D.B.: Two things appealed to me when I was approached to do “Dark Blue.” The story is unsettling and I feel like I can help tell that tale. Story is everything to me. I believe all of us involved in filmmaking are first and foremost storytellers. And the other reason I am doing this project is Ashley Steele. I have worked with other actors/writer/producers before and I really do love helping young artists make something they can be proud of. She has such a handle on what she wants at a young age, it inspires me.
M.M.: What other films have you worked on and what were they about?
D.B.: I’ve been involved in a diverse collection films. I’ve worked in some fashion on comedies, a documentary, a coming of age sports flick, a film addressing addiction, and most recently a horror/thriller. The last few years have been busy. I acted in two films written and directed by Joseph Pepitone (“The Meat Puppet” and “The Jersey Devil”). I also directed a horror film, “Gravedigger.” All three of these have secured distribution and are currently available online.
M.M.: If you could make any kind of film, with an unlimited budget, what type of movie would you make and why?
D.B.: I would make a movie called “Deserving Clemente.” It was one of the first screenplays I finished. It’s the story of sports talk radio host and his father. It deals with the bond they used to have that centers around baseball and the radio. I know I can’t make it on a small budget and it would have been on the list of things to do if I won Powerball.

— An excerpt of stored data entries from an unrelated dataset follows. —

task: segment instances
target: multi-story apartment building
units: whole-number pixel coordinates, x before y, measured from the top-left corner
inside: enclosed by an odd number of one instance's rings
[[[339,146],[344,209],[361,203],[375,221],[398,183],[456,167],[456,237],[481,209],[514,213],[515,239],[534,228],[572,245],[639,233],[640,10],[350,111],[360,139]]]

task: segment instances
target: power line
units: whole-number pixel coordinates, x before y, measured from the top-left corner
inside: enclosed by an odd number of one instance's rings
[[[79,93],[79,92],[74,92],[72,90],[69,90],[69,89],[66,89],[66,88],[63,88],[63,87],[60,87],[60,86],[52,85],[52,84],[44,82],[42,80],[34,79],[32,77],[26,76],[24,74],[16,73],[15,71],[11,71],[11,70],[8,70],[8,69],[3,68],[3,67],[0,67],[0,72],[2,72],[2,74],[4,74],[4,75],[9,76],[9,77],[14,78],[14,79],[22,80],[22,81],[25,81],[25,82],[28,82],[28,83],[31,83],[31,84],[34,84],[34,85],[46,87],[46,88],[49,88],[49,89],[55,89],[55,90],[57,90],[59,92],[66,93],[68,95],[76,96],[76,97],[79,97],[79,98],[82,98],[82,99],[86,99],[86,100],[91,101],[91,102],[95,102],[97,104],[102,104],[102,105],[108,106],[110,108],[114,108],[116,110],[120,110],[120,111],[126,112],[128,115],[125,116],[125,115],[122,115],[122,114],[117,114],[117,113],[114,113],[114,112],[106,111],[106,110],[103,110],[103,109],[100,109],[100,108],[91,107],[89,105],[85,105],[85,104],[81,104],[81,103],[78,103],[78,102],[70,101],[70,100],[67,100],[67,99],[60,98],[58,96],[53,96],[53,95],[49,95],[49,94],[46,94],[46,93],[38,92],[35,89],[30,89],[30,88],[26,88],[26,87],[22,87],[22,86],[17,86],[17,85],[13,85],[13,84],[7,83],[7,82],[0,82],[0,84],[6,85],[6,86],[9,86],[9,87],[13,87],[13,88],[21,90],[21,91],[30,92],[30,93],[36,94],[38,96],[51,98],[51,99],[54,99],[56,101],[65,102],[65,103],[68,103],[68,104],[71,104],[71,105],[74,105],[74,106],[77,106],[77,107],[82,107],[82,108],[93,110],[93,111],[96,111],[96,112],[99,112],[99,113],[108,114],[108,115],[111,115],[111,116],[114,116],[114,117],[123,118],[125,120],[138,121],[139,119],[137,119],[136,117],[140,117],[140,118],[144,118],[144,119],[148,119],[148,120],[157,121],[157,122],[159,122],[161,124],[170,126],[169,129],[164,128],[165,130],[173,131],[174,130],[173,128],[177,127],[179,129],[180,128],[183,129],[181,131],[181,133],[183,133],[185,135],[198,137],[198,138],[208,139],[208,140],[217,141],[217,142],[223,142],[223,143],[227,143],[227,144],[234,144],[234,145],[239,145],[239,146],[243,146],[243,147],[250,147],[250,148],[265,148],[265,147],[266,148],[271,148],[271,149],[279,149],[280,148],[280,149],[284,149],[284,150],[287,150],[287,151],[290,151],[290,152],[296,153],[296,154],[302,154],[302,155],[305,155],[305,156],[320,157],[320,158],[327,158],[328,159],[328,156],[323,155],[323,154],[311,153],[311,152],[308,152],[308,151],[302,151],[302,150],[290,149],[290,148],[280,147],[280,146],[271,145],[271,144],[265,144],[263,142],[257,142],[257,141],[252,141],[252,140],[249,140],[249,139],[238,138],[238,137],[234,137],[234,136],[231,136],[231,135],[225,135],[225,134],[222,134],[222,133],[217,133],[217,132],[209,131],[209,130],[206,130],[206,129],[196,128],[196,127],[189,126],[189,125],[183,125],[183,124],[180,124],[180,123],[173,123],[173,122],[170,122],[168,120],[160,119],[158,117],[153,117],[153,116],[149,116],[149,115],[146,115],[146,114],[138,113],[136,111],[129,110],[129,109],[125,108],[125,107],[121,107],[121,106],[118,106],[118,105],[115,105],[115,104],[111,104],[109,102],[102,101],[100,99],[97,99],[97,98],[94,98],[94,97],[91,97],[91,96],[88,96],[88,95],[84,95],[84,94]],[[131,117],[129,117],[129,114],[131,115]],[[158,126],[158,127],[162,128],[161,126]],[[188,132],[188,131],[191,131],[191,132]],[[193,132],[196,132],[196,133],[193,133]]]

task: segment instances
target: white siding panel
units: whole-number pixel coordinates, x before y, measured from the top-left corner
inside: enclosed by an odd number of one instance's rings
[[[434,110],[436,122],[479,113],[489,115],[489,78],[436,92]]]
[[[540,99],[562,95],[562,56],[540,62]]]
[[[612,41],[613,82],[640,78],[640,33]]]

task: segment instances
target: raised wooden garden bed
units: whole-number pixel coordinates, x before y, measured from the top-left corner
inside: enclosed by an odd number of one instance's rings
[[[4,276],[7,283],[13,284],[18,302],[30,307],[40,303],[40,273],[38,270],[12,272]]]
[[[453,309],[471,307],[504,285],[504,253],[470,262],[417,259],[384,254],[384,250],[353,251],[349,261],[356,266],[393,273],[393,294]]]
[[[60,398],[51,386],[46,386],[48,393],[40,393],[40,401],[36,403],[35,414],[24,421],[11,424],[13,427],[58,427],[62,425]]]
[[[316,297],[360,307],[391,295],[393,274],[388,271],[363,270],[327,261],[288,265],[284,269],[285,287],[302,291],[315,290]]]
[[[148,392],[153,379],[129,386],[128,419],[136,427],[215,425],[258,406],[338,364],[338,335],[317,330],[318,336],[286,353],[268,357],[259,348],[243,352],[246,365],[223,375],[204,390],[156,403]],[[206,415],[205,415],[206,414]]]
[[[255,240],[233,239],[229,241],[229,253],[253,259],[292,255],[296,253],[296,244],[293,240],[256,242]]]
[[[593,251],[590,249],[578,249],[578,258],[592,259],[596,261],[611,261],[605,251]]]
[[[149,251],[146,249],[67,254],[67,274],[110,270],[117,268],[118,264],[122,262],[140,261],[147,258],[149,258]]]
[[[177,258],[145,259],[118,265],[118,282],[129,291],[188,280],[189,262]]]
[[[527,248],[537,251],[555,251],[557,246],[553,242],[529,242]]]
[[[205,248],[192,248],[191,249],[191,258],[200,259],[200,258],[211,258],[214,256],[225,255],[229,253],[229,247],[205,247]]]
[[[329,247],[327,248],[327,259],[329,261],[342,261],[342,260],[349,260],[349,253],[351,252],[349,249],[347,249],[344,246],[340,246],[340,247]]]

M.M.: So far, what has been the most rewarding thing about being involved in the movie industry?
D.B.: The documentary, “The Cohesion Project,” is something I’ve been working for about five years and it has been the project I am most proud of. We are very close to completion and the subject matter is one that has the potential to positively affect many. I have also had the great opportunity to teach. It is one of my great passions. And I have found that students have had such a powerful effect on me as I grow as a filmmaker.
M.M.: Career wise, where do you see yourself in ten years?

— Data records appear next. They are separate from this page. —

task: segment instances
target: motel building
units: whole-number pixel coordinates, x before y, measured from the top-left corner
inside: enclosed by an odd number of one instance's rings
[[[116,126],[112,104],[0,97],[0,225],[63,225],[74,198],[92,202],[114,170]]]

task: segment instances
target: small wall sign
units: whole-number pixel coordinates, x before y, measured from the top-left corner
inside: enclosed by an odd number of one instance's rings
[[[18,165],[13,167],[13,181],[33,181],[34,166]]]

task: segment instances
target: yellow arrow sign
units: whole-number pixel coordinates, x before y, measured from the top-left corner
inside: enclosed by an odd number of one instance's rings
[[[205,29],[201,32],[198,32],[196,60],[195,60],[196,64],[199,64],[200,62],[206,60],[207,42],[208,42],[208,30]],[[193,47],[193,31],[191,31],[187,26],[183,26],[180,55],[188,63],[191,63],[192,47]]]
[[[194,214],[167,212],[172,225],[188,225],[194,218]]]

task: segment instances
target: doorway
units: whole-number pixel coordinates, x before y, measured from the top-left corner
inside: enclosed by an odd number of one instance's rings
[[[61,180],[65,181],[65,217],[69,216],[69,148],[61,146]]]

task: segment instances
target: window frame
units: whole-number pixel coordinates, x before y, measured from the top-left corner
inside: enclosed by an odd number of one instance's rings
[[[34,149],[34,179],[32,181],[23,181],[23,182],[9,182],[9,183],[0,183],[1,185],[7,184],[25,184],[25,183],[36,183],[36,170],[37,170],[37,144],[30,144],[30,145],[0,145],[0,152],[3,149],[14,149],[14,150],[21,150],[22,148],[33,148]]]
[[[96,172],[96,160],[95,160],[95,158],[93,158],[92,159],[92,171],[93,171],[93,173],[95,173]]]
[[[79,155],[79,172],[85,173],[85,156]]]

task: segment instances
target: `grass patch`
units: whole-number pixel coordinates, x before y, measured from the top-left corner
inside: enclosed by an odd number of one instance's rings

D.B.: I expect to have a dozen more films that I can be proud of. I hope I have many people that look to me for inspiration. I look forward to watching many of my students kick butt in their endeavors.
M.M.: Do you have any upcoming projects that you would like to mention?

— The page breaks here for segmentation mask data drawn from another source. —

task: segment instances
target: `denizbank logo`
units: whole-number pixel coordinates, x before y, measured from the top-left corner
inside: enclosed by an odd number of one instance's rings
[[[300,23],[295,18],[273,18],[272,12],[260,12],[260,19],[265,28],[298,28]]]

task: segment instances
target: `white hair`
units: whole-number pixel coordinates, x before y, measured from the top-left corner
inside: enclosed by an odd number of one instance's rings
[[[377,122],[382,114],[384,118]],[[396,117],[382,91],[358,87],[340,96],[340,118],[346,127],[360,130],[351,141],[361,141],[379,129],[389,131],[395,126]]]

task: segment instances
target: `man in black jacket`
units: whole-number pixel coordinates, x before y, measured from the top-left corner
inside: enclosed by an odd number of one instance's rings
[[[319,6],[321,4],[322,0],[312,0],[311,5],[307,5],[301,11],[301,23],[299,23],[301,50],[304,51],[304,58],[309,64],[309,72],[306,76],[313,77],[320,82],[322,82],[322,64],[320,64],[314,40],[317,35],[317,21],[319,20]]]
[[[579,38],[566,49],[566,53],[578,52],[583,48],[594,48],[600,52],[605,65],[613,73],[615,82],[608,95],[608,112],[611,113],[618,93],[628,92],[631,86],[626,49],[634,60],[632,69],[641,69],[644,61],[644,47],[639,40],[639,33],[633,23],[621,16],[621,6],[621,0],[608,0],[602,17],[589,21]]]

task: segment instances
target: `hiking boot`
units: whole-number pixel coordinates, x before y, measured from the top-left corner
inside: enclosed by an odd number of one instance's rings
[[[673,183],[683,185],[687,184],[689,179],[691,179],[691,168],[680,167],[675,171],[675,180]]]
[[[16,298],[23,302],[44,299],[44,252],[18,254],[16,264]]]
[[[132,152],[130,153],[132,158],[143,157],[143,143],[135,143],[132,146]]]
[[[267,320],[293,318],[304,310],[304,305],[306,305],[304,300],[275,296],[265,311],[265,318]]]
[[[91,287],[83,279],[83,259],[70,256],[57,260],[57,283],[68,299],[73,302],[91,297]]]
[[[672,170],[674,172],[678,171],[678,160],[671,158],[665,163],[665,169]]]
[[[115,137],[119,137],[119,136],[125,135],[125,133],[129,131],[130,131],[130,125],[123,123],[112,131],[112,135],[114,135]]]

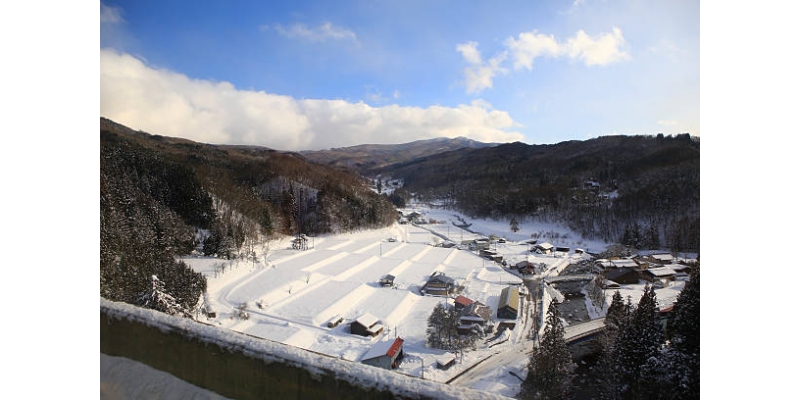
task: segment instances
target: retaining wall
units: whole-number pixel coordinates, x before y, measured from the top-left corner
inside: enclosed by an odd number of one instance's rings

D.B.: The films I have currently in various stages of production are: “The Cohesion Project” which is about three successful men dealing with the challenges of having CP, “Clean Cut” which is a horror/comedy which just premiered in NYC and “Rock, Paper, Scissors” which is a thriller about a couple forced to go to great lengths to save their marriage. I am also a member of a theater company in Asbury Park, NJ. Asbury Park is becoming the arts hub of the Jersey Shore and I’m lucky to be part of a company like La Strada Ensemble producing original work. We have a one act festival coming up that I’m very involved with. I am directing two pieces, I wrote one and I’m acting in two others. We produce a full season of original theater in Monmouth County.
M.M.: What advice would you give to someone who is aspiring to become a director?
D.B.: Observe everything. The only way you can tell stories that affect people is to recognize what’s around you. Film schools are wonderful but unless you have life experience to draw from, your stories won’t have connections to real audiences. Make movies! Cameras and editing equipment are so reasonably priced that it is worth the investment to have you own gear so you can shoot films instead of talking about it.